Open Autoom opened 7 years ago

Autoom commented 7 years ago

Hi,I am now in Keras , and the variable' feat_dim' which I cant understand , could you describe it ? Thank you

TaeSoo-Kim commented 7 years ago

Autoom,

feat_dim refers to the dimension of the per-frame feature. For this particular dataset (NTURGBD-skeletons), feat_dim should be 150 per frame (at most 2 actors, 25 joints per actor, 3 coordinates per joint = 150).

Does this make sense?

vamagoul commented 7 years ago

Hello,

In process_skeleton.py the split in training and test samples is determined by 'S' letter in skeleton name, Instead, it should change to 'P' for cross_subject and 'C' for cross_view evaluation. The 'S' denotes setup and doesn't correspond to any evaluation setting. With the current setting the results will be inferior by 2%. However, if properly splitting the train and test set, the reported results from the paper are correct (tested with Keras 2.1)
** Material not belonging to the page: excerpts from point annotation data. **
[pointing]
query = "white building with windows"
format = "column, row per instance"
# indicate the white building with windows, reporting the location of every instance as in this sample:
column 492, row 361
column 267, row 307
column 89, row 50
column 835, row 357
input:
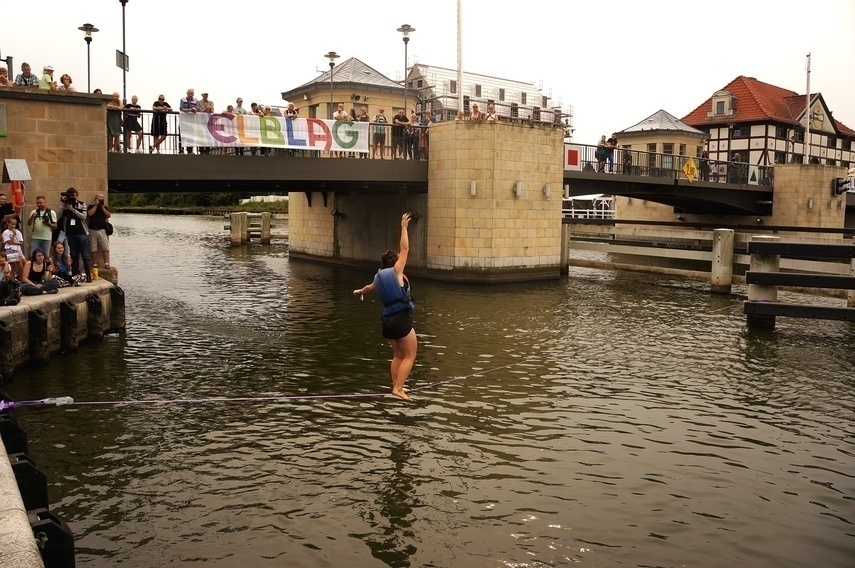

TaeSoo-Kim commented 7 years ago

Yes, this is a known issue. I believe the convention must have changed since when I first wrote this code (as indicated by the consistent results.) Thanks for letting us know!

JingxuanHou commented 7 years ago

@vamagoul Hello, I am trying to reproduce the results from the paper as well, using the updated NTU RGB+D dataset and Keras 2.1. But I fail to report the same results and I cannot figure out why. For the updated dataset, did you too modify the parameters like samplers_per_epoch, samples_per_validation and train_x_mean in the original code? Or did you change something else? Thank you! (Could you send me your modified code if it doesn't bother you too much? houjx14@mails.tsinghua.edu.cn)

TaeSoo-Kim commented 7 years ago

I have not tried the same experiments with the updated NTU+Keras 2.1. I am curious to see what do results look like with the new setup as well.